What is Machine Learning good at?
OverviewTeaching: 30 min
Exercises: 10 minQuestions
What are the tasks where machine learning excels?Objectives
Identify the types of data that machine learning can work with.
Decide when deep learning is an appropriate tool for a machine learning task, and know what its downsides can be.
GLAM data types for Machine Learning
- Tabular Data
- Images (Computer Vision)
- Text (Natural Language Processing)
Classical Machine Learning and Deep Learning
In the previous episoode, most of our machine learning examples dealt with tabular data. There are numerous different algorithms that work with tabular data, and they all have strengths and weaknesses for different tasks and types and sizes of data. (See the scikit learn flowchart for a good overview of which algorithms you should choose for a given task).

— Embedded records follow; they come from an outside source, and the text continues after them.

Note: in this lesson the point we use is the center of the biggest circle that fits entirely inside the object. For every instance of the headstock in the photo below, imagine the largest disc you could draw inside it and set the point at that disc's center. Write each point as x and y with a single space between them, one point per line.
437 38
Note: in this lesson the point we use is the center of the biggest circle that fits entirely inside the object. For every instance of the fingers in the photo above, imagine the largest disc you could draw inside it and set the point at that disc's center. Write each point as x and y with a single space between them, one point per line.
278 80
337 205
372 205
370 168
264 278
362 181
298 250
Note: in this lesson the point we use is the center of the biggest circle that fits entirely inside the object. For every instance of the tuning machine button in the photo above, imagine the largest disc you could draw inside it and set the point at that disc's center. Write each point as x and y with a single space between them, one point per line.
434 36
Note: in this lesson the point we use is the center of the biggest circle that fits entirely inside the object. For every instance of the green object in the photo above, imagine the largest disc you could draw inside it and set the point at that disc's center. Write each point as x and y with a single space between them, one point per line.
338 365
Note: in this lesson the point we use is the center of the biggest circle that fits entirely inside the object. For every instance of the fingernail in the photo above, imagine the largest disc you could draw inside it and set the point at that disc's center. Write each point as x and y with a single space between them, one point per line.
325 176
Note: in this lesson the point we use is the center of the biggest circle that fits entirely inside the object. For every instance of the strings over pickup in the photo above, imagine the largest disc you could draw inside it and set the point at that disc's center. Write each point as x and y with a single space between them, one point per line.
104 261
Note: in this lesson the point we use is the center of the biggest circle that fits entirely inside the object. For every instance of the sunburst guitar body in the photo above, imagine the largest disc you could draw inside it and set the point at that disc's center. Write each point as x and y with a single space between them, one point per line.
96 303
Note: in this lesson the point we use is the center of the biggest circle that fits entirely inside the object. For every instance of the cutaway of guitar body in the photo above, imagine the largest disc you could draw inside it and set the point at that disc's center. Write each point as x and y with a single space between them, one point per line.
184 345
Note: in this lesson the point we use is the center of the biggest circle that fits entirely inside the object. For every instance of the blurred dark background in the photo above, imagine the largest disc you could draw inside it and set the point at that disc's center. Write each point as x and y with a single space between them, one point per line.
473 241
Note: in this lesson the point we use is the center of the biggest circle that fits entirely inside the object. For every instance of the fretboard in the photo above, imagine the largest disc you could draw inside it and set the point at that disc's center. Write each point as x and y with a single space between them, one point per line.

Computer Vision (often abbreviated to CV) has been around since the early days of AI but has been revolutionised in recent years by so called Deep Learning models. The most common of these models is called a Convolutional Neural Network (CNN) and is capable of identifying complex patterns in images. A convolution is inspired by our own visual system. Imagine you are travelling at high speed and trying to avoid obstacles. Your visual system doesn’t have time to work out the fine details of the objects in front of you, it just needs to detect shapes. Convolutions work in that way too. One convolution may detect horizontal edges, another vertical edges, yet another corners, and so on. They work over very small portions of an image, as little as 3x3 pixel squares. A neural network is a complex machine learning model which we use when we need to go beyond drawing lines between points (although they can do that too). It is built of layers of numbers and data is passed through the layers until an answer of some sort comes out of the other end. In a CNN the first layer find the edges, the second layer starts to find patterns of connected edges, the third layer may start to detect shapes, and we keep going until the final layer when a classification is decided on based on all the patterns found in the image. A Deep Convolutional Neural Network (quite a mouthful) is just the name for a CNN with lots of layers (there can be hundreds). The deeper the network, the more complex features it can identify in an image - from edges, to shapes, to patterns, to textures. However, as we learned in the linear model section, complexity comes at a cost. A deep network may need to see millions of labelled images to perform well, and they can take many hours, days, or even weeks to train.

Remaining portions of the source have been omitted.